In science and in medicine, the distinction between physical and psychological diseases has all but dissolved. People debate whether Donald Trump is a symptom or a cause, but he is both. If he were removed as soon as specialists identified him and made their public health prognosis, he would have remained a symptom. Unfortunately, he was not, and his violence-proneness has spread as never before from a president. 

This is why I try to emphasize the concept of "shared psychosis," whereby a severely symptomatic person in a position of power transmits his symptoms through exposure and emotional bonds. Symptom transmission differs from ordinary persuasion, or the convincing of ideas, in that it "catches" through compulsion, or irresistible emotional drives that are not amenable to logic or evidence. The results are quite dramatic in family settings or in street gangs, but we now see this at national scale because of the influential position he held.

Given the events of Jan. 6 (and the Age of Trump more generally), law enforcement and national security experts are warning that the United States may experience a sustained right-wing violent insurgency. Such experts also warn that, once it becomes clear that Trump will not miraculously be returned to power, we are likely to see acts of domestic terrorism directed at Democratic elected officials, Black and brown people, and others targeted as "the enemy."
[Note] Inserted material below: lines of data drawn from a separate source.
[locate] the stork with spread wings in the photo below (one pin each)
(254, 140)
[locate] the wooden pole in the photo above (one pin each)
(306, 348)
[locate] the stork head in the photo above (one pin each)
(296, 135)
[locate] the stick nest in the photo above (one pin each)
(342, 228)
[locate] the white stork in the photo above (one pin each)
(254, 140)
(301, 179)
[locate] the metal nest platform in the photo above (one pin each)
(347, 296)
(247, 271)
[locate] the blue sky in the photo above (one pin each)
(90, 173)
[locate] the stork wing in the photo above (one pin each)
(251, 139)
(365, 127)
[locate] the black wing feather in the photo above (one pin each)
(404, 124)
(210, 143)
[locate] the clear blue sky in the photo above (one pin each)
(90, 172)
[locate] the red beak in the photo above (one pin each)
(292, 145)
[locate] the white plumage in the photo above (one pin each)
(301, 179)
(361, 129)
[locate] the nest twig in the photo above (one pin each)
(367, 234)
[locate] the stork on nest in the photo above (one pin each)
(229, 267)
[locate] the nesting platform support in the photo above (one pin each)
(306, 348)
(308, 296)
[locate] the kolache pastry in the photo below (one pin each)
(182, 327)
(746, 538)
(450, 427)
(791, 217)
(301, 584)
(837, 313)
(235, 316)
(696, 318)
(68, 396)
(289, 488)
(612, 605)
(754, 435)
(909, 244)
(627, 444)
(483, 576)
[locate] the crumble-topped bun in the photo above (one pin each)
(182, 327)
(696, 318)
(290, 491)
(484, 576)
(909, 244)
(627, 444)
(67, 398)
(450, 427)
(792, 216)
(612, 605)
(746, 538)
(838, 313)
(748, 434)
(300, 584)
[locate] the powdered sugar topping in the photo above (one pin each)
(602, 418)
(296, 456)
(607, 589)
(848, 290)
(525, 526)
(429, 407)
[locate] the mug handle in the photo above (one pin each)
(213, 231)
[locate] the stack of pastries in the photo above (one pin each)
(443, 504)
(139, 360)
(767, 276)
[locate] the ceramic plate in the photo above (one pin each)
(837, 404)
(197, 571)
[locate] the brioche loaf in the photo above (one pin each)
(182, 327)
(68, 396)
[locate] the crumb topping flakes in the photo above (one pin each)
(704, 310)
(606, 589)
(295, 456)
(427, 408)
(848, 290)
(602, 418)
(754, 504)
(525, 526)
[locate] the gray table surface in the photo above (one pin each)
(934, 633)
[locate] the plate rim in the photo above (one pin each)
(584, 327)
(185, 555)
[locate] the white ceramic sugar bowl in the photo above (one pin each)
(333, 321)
On this pattern of escalating violence, Lee warns:

Fascism is more of a mental pathology at societal scale than a political ideology.  Since we failed to intervene at the seeding phase, the spread has become exponential, just like any pandemic, but it is still not impossible to reverse the tide.

Donald Trump's being "gone" has not been much of a remedy because he was allowed to stay in power for so long, and even now we are far from containing him.

Over four years, he had "infected" and hence created many more mini-Trumps who act individually or at local levels to transmit symptoms.

Indeed, there was rapid escalation of suicides following his election, and we are now seeing homicide levels that reflect his presidency in 2019.  We can mitigate the violence more directly through local means, but a truly preventive intervention needs to happen at the presidential or national level.

As illustrated at the CPAC gathering, Joe Biden may be president, but America remains in the grip of a national nightmare fueled by Trumpism, the Republican Party and the larger white right. What can or will the Democrats do to break this cycle? What are they doing right now to save American democracy from the ferocious energy of fascism and political violence, seen in miniature this past weekend?